Outgoing White House economist Kevin Hassett voiced concern on Monday about the consequences of America’s trade wars and rising mountain of debt, two of the legacies of the first two years of the Trump administration.
“The uncertainty about the forecast is much higher than the last time we talked,” Hassett said, referring to his last CNN interview a month ago.
Hassett, chairman of the White House’s Council of Economic Advisers, informed President Donald Trump on Friday that he will retire by the end of June after nearly two years on the job.
His admission about the potential economic repercussions of tariffs and tax cuts doesn’t constitute a public rebuke of President Donald Trump’s policies. But it represented a rare admission from a White House adviser that the administration’s aggressive trade agenda could produce some negative side effects.
’Much more harmful’ for Mexico
Hassett acknowledged there would be “costs” to a 25% tariff on Mexico. Trump shocked investors by threatening to impose escalating tariffs on Mexico if the country does not step up its immigration enforcement actions.
However, Hassett suggested that producers, not consumers, will bear the brunt of those costs. And Hassett said consumer prices are “not setting off alarms right now” related to tariffs.
“This is much more harmful for the Mexican economy than for the US economy,” Hassett said.
That’s probably true.
UBS warned investors to expect a recession in Mexico if the United States applies the full 25% tariff.
“All bets are off for the Mexican economy,” UBS economist Rafael De La Fuente wrote in a note to clients on Friday.
Of course, a full-blown recession in Mexico could only worsen the migration crisis that Trump is aiming to solve. Countless Mexican citizens could seek better economic prospects in the United States. And a recession in Mexico would not help the US economy either.
Ignore the inverted yield curve?
Still, Hassett is standing by his call for the US economy to grow at a healthy 3% clip this year, though he anticipates second quarter growth to be “closer to 2%.” While job and wage growth has been “strong,” Hassett noted that other economic metrics have been “a lot weaker.”
The Atlanta Federal Reserve’s GDPNow model, a running estimate of economic growth, estimates annualized GDP growth of 1.2% during the second quarter.

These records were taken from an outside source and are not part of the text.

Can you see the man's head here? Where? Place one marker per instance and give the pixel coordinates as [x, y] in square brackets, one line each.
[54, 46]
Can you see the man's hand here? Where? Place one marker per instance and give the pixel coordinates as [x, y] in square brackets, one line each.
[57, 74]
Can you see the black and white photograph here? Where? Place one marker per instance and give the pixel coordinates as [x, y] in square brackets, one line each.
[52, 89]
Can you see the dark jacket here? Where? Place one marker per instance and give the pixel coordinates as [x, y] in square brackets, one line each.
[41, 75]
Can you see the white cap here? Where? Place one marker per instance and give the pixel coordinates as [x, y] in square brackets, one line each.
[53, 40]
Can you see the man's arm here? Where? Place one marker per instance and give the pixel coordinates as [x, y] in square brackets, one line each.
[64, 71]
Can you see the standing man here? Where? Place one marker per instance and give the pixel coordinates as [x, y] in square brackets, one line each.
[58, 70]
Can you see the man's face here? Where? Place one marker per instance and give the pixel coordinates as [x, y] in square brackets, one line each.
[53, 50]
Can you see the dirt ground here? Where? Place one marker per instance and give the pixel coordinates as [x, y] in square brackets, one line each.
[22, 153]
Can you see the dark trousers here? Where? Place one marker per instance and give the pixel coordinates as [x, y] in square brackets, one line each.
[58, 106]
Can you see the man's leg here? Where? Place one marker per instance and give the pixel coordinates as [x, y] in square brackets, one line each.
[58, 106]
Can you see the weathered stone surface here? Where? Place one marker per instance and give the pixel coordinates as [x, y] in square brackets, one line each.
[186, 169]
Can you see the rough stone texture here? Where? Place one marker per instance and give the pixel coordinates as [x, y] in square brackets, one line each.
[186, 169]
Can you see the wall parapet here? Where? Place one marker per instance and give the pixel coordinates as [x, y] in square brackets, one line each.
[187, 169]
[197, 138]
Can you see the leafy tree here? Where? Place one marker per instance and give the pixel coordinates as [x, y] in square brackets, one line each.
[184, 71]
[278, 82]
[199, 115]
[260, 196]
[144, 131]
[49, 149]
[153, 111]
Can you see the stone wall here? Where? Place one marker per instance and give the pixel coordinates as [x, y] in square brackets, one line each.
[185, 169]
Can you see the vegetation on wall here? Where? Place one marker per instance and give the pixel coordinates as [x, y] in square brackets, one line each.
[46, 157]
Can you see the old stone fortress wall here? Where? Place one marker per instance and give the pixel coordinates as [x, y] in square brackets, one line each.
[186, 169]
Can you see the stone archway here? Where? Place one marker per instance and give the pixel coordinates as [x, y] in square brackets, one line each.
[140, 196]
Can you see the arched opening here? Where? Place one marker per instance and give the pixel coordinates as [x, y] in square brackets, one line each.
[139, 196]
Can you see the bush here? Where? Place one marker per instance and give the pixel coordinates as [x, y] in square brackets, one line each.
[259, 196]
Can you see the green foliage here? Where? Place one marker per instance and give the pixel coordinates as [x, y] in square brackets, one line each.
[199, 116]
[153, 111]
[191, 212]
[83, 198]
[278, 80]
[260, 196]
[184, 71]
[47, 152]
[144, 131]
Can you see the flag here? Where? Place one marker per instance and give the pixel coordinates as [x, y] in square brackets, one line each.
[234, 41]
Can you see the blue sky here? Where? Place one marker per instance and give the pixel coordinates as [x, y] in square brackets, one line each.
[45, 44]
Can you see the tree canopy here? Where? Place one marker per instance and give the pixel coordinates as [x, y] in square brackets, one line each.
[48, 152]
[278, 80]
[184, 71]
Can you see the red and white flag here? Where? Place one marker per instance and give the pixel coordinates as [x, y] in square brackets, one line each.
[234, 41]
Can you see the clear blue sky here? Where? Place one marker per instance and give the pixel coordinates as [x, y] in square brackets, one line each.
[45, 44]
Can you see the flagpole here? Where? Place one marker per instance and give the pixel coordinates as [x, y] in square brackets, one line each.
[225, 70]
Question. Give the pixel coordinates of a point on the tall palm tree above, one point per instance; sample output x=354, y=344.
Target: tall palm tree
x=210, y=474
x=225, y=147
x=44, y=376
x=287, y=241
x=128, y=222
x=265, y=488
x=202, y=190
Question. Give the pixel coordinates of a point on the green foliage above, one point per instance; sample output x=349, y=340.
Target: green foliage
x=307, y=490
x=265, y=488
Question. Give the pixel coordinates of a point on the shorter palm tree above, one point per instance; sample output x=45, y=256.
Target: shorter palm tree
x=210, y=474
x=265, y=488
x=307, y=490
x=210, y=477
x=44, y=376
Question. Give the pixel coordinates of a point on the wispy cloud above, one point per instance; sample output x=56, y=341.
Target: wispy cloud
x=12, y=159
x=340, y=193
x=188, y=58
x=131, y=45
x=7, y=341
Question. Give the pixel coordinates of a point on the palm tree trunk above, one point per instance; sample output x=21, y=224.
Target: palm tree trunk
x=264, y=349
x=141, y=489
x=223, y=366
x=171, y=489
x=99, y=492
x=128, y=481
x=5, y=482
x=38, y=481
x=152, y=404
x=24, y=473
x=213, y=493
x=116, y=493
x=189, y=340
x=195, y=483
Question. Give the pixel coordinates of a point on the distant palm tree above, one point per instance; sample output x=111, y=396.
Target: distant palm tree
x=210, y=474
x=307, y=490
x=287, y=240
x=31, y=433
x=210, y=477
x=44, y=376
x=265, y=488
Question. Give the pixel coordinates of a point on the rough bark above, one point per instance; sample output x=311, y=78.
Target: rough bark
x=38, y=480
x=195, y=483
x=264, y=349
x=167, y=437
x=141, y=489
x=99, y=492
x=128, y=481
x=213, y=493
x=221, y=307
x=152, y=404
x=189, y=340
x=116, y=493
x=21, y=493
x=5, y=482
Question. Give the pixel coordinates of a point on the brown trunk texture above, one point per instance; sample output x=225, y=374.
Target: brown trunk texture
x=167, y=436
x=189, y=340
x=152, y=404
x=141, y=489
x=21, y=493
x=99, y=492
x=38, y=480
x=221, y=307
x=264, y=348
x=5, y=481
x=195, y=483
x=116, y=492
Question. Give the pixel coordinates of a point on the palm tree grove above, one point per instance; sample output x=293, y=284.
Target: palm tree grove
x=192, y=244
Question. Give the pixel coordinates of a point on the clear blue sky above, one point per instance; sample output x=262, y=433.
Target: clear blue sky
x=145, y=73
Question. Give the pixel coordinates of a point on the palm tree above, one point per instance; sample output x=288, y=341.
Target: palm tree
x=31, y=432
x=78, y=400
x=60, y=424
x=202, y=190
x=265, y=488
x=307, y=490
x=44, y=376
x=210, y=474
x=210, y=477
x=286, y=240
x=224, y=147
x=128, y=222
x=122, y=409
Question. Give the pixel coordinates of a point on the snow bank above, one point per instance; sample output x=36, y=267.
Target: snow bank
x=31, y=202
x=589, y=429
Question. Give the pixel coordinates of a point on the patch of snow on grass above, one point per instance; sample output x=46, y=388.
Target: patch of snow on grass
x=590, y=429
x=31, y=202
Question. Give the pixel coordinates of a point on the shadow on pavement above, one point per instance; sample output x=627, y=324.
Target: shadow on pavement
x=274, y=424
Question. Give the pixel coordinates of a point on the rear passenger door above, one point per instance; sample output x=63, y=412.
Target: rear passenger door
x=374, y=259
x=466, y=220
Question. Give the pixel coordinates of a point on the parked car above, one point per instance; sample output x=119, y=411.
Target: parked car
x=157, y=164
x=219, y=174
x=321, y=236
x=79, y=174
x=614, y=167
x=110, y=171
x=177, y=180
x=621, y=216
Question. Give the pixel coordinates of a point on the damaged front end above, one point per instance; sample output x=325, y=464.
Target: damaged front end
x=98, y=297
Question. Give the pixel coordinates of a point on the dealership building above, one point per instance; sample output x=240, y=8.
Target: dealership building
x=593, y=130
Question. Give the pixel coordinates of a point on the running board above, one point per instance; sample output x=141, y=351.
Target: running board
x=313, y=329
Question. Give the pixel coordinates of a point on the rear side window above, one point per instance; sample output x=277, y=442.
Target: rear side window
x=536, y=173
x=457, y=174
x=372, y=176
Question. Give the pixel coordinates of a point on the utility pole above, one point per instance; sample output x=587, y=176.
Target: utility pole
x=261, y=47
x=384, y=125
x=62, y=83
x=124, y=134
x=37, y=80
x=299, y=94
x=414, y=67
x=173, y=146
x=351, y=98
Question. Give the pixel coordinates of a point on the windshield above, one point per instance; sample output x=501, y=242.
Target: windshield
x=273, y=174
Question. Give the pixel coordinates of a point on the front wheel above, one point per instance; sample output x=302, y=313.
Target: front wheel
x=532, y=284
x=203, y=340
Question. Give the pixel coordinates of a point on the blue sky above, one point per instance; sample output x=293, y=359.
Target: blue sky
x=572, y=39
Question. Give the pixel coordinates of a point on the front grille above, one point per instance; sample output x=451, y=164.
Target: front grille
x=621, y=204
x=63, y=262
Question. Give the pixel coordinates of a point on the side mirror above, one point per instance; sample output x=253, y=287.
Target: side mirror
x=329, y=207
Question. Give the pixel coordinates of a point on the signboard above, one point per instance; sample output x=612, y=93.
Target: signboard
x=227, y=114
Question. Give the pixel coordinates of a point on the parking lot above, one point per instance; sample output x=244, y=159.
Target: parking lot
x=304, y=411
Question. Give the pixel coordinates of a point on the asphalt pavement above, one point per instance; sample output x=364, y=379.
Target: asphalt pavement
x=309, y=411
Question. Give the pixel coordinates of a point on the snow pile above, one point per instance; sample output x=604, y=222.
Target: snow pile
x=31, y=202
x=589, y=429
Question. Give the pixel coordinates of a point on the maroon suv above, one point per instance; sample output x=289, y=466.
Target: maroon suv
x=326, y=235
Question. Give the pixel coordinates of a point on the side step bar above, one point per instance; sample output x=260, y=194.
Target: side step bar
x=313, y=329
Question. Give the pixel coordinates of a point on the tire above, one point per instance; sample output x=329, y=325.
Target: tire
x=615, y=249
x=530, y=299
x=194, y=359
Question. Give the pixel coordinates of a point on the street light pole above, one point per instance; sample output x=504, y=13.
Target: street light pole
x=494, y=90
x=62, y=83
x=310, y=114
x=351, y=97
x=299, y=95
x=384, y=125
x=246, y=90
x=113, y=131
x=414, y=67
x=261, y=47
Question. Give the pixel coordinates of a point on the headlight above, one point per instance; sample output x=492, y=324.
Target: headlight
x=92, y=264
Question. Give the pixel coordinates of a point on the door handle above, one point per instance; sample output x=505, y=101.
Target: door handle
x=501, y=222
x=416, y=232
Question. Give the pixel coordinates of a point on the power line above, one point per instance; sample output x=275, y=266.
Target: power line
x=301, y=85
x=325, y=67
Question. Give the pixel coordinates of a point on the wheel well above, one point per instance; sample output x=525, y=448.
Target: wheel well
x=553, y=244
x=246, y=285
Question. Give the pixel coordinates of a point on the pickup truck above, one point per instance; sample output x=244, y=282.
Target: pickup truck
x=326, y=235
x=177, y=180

The American manufacturing industry, dinged by tariffs, has slowed sharply. Factory activity expanded in May at the weakest pace in two-and-a-half-years.
Due in part to tariffs, there is a 60% chance of a US recession by the end of 2020, according to a survey of economists published on Monday by the National Association for Business Economics.
Hassett downplayed the risk of a recession, saying those fears are being driven by the bond market. The yield curve – the gap between short-term and long-term yields – has inverted. In the past, that has been a reliable recession indicator.
However, Hassett argued the yield curve is an unreliable “signal” right now because interest rates are being held down by poor economic growth in Europe and unorthodox central bank policy.
’Concerned’ about debt
Low interest rates have helped keep down the cost of financing America’s $22 trillion national debt.
The national debt has increased by $2 trillion under Trump, reflecting a surge of government spending and a decline in tax revenue due to the 2017 tax cuts.
“I’m very much concerned about it,” Hassett said of the national debt, adding that the United States should “absolutely” attempt to reduce the budget deficit.
Hassett denied that his concerns about the national debt and tariffs played a role in his decision to depart the White House. He noted that CEA chairs typically leave after about two years in that role.
“It’s that time for me,” Hassett said.